On Wed, May 28, 2008 at 1:08 AM, Chris.Barker <Chris.Barker at noaa.gov> wrote:

> Keith Goodman wrote:
> >> Interestingly, MATLAB (v7.5.0) takes a different approach:
> >> ans =
> >>  127    1
> >>>> -A
> >> ans =
> >>  127   -1
>
> can anyone explain that? -- just curious.
>
> Charles R Harris wrote:
> > We could simply define the range of int8 as [-127,127], but that is
> > somewhat problematical also.
>
> That would be nice, but probably a pain to do and could be a serious
> performance hit. And would no longer match hardware/C standards.
>
> Charles R Harris wrote:
> > I disagree. By definition, abs() >= 0 always.
>
> and 127 + 1 = 128
>
> This is hardware integer math. It has it's own definition, and
> apparently abs(-128) = -128.
>
> > unsigned return will cause problems is in the augmented assignments,
>
> well, could folks end up with inadvertent upcasting in mixed operations,
> also?
>
> a = np.array(..., dtype=np.int8)
> b = np.array(..., dtype=np.int8)
>
> a = abs(a)
>
> c = a + b  # or b + a
>
> what type is c?
>
> by the way, are you proposing that abs() always returns a unsigned
> integer type?
>

Just tossing the idea out there.

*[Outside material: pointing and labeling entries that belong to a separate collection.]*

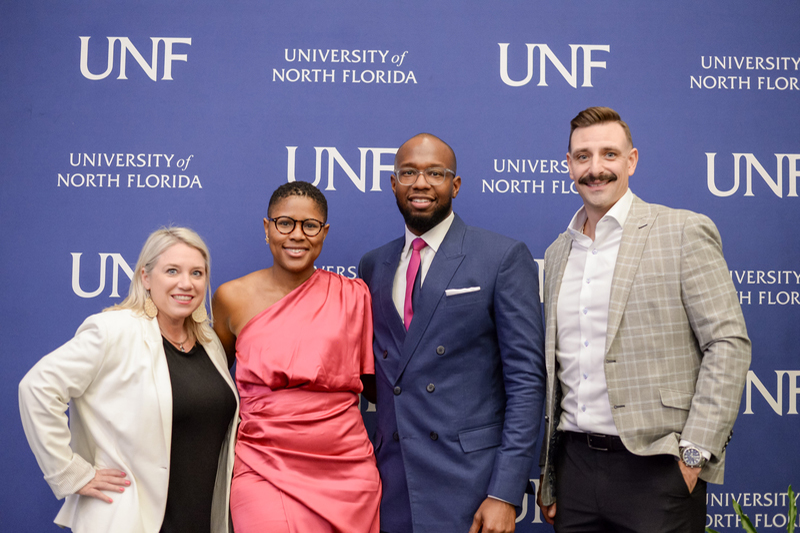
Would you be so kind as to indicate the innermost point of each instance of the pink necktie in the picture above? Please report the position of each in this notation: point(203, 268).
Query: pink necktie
point(411, 275)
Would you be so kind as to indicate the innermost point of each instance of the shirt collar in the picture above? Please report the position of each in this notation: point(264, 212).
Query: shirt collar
point(433, 237)
point(618, 212)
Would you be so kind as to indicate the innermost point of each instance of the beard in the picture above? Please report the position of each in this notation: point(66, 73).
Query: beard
point(605, 176)
point(424, 223)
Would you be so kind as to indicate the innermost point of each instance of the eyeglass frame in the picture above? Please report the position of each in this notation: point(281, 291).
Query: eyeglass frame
point(294, 225)
point(423, 172)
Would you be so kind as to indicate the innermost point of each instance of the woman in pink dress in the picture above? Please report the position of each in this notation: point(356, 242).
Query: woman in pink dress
point(302, 339)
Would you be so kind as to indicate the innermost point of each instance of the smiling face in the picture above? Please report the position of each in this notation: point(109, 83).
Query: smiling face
point(424, 205)
point(600, 162)
point(296, 252)
point(177, 282)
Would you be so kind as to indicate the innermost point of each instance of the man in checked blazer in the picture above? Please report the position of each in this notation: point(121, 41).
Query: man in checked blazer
point(646, 351)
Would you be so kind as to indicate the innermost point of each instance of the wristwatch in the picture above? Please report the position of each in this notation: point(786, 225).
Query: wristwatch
point(692, 457)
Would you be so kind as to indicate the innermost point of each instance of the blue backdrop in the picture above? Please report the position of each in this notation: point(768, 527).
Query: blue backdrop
point(120, 117)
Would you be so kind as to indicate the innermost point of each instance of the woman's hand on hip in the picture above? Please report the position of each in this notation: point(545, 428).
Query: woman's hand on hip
point(105, 480)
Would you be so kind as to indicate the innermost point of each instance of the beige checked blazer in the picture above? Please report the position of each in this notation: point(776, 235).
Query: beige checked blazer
point(677, 351)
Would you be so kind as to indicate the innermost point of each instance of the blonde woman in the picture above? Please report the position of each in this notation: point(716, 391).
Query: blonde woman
point(153, 409)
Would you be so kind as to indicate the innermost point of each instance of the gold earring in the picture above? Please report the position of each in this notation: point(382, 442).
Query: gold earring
point(150, 308)
point(200, 315)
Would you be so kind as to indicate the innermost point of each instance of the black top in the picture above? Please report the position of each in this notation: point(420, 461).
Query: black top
point(202, 408)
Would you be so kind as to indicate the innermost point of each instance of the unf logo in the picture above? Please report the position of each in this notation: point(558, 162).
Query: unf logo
point(751, 164)
point(126, 47)
point(370, 167)
point(547, 55)
point(117, 264)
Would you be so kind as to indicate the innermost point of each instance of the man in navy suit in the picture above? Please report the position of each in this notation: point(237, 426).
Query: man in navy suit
point(459, 358)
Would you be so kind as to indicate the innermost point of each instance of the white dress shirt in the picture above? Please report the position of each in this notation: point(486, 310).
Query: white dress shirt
point(433, 238)
point(582, 321)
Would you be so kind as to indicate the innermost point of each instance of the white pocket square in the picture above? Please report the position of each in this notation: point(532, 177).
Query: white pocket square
point(454, 292)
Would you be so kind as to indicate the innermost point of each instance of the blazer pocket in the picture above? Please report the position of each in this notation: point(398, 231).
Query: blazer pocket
point(462, 298)
point(676, 399)
point(479, 439)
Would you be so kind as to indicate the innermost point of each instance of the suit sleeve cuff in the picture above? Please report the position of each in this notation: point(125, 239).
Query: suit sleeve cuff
point(73, 478)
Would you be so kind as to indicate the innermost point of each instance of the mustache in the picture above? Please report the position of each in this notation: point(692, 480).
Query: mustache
point(605, 176)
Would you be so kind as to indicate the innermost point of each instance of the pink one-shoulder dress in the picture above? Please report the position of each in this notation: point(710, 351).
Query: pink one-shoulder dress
point(304, 463)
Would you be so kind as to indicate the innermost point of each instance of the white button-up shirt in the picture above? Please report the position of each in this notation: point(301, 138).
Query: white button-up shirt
point(433, 238)
point(582, 321)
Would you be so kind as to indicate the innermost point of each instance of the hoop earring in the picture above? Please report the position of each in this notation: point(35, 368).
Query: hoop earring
point(200, 315)
point(150, 308)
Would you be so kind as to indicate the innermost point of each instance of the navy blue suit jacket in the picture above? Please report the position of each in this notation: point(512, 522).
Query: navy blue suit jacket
point(459, 396)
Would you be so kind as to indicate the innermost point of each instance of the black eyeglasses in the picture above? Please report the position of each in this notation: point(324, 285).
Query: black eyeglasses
point(285, 225)
point(433, 175)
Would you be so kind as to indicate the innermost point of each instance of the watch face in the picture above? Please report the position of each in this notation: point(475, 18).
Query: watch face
point(691, 456)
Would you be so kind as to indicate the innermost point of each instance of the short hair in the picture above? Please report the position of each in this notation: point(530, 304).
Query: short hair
point(432, 136)
point(300, 188)
point(156, 244)
point(597, 115)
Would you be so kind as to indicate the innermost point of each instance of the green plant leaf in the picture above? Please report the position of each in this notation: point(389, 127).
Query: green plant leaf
point(747, 525)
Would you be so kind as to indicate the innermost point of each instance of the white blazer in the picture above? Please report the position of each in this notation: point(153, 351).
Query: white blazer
point(113, 376)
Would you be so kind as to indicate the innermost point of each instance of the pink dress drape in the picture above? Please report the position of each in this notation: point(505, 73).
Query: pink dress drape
point(304, 463)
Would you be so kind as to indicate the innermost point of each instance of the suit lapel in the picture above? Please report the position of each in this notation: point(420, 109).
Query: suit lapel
point(155, 348)
point(385, 304)
point(444, 266)
point(634, 237)
point(553, 278)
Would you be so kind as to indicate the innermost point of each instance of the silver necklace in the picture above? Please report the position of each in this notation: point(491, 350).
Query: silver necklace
point(179, 343)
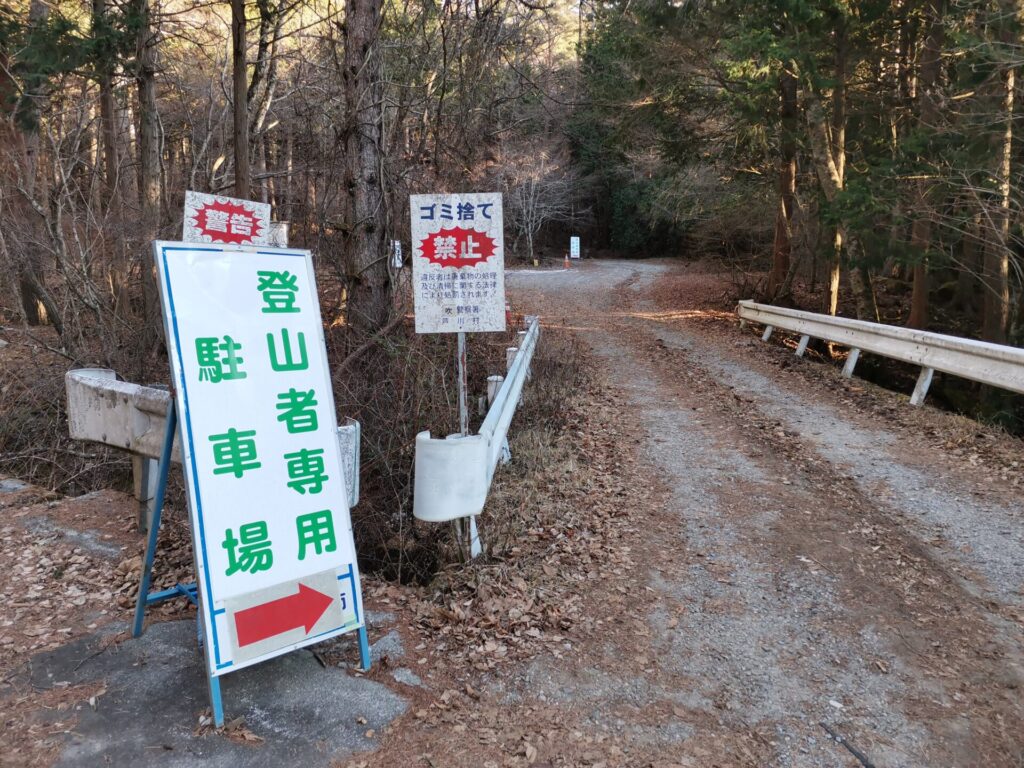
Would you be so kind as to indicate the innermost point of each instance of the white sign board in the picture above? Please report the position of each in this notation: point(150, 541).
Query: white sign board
point(458, 262)
point(212, 218)
point(274, 557)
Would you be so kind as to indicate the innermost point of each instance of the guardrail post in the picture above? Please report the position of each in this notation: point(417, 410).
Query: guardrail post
point(924, 382)
point(522, 340)
point(494, 384)
point(802, 346)
point(851, 363)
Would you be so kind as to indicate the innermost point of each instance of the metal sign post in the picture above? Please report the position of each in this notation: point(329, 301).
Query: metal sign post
point(459, 280)
point(268, 503)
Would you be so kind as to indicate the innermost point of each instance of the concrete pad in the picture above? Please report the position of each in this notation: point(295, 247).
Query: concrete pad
point(156, 690)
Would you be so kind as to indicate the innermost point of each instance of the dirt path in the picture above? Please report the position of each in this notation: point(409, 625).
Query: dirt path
point(719, 556)
point(811, 566)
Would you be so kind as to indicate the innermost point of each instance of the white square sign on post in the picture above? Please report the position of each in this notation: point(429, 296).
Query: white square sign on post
point(458, 262)
point(213, 218)
point(274, 557)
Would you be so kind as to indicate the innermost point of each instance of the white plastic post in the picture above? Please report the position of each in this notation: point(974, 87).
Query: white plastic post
point(802, 346)
point(924, 382)
point(851, 363)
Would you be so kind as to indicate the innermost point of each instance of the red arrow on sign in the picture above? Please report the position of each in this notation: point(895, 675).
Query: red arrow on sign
point(301, 609)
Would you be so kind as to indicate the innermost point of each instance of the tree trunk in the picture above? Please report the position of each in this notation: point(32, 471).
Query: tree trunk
point(148, 159)
point(832, 183)
point(995, 320)
point(364, 244)
point(243, 177)
point(782, 246)
point(839, 153)
point(928, 118)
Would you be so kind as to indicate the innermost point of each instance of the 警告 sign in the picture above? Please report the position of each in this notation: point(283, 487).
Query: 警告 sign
point(274, 557)
point(212, 218)
point(458, 262)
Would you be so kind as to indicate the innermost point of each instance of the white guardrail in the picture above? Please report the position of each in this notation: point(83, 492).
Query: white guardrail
point(454, 474)
point(101, 409)
point(996, 365)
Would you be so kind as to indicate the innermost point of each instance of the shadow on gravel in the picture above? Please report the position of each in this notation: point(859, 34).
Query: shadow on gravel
point(305, 714)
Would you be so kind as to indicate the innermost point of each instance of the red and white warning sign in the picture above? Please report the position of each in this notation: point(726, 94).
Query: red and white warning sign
point(458, 262)
point(212, 218)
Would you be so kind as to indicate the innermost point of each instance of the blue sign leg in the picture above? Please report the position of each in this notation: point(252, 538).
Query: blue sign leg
point(151, 547)
point(215, 704)
point(364, 649)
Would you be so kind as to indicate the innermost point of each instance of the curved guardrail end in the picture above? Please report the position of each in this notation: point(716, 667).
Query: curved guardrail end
point(451, 477)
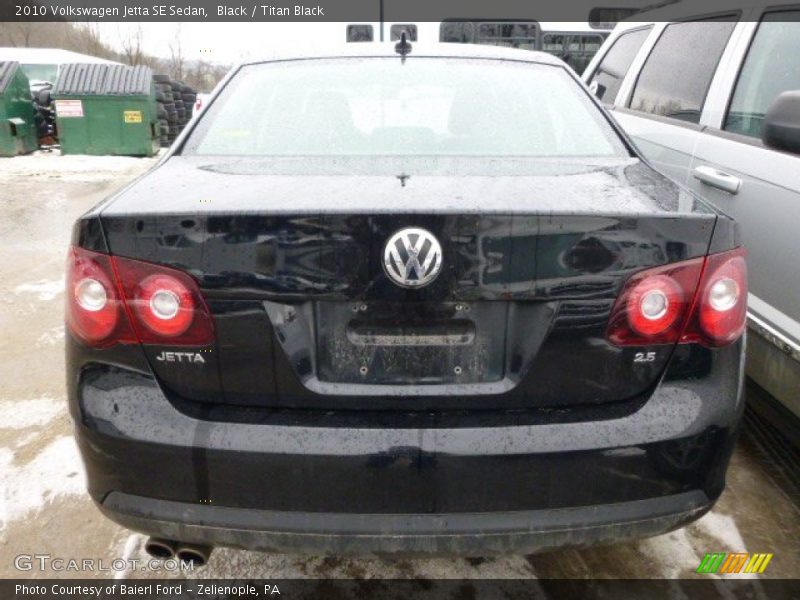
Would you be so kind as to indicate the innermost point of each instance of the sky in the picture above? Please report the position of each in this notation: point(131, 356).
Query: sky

I am more  bothered by this:

In [1]: ones(1,dtype=int8) & ones(1,dtype=uint8)
Out[1]: array([1], dtype=int16)

In [2]: ones(1,dtype=int8) << ones(1,dtype=uint8)
Out[2]: array([2], dtype=int16)

In [3]: ones(1,dtype=int64) & ones(1,dtype=uint64)
Out[3]: array([1], dtype=object)

In [4]: ones(1,dtype=int64) << ones(1,dtype=uint64)
Out[4]: array([2], dtype=object)

Which really does blaspheme the hardware spirits.